As regular CFZ-watchers will know, for some time Corinna has been doing a column for Animals & Men and a regular segment on On The Track... particularly about out-of-place birds and rare vagrants. There seem to be more and more bird stories from all over the world hitting the news these days so, to make room for them all - and to give them all equal and worthy coverage - she has set up this new blog to cover all things feathery and Fortean.

Wednesday, 13 September 2017

Why the ostrich is the only living animal with four kneecaps


1 September 2017

Zoologger is our weekly column highlighting extraordinary animals – and occasionally other organisms – from around the world

By Michael Marshall
Species: Struthio camelus
Habitat: most of Africa, especially the reasonably flat bits

Some people just achieve too much. For instance, Iron Maiden singer Bruce Dickinson is also a qualified airline pilot, a skilled fencer and a published novelist – which is frankly galling.

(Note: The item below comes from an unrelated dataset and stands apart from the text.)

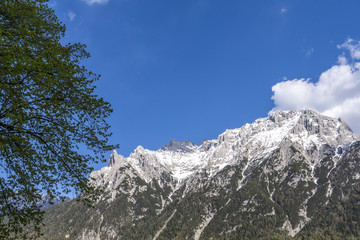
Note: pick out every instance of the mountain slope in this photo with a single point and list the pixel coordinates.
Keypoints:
(283, 174)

Ostriches are the Bruce Dickinsons of the bird world. Not only are they the largest living bird species, they also lay the largest eggs of any bird alive and hold a Guinness World Record to that effect. And they can run faster.

However, what you may not know is that they are quite possibly the only animal to have two kneecaps in each leg. This we’ve known since at least 1864, but why it should be so has remained a mystery ever since.

Funny bones
To find out, Sophie Regnault and her colleagues at the Royal Veterinary College in London, examined a single dead ostrich donated to the college. They alternately bent and straightened the ostrich’s knees, and used an imaging technique called biplanar fluoroscopy to track how the bones moved. Then they built a simple model to understand how the kneecaps affected the leverage of the muscles controlling the knee.

“The upper kneecap looks similar to the single bone in ourselves and other animals,” says Regnault. However, “the lower one is very closely attached to the lower leg bone… a bit like the point of your elbow.”

Typically, kneecaps improve the leverage of the knee extensor muscles, so they don’t need to produce as much force to straighten the knee. “It’s a bit like putting the door handle further from the hinge,” says Regnault. “It requires less force to open the door.”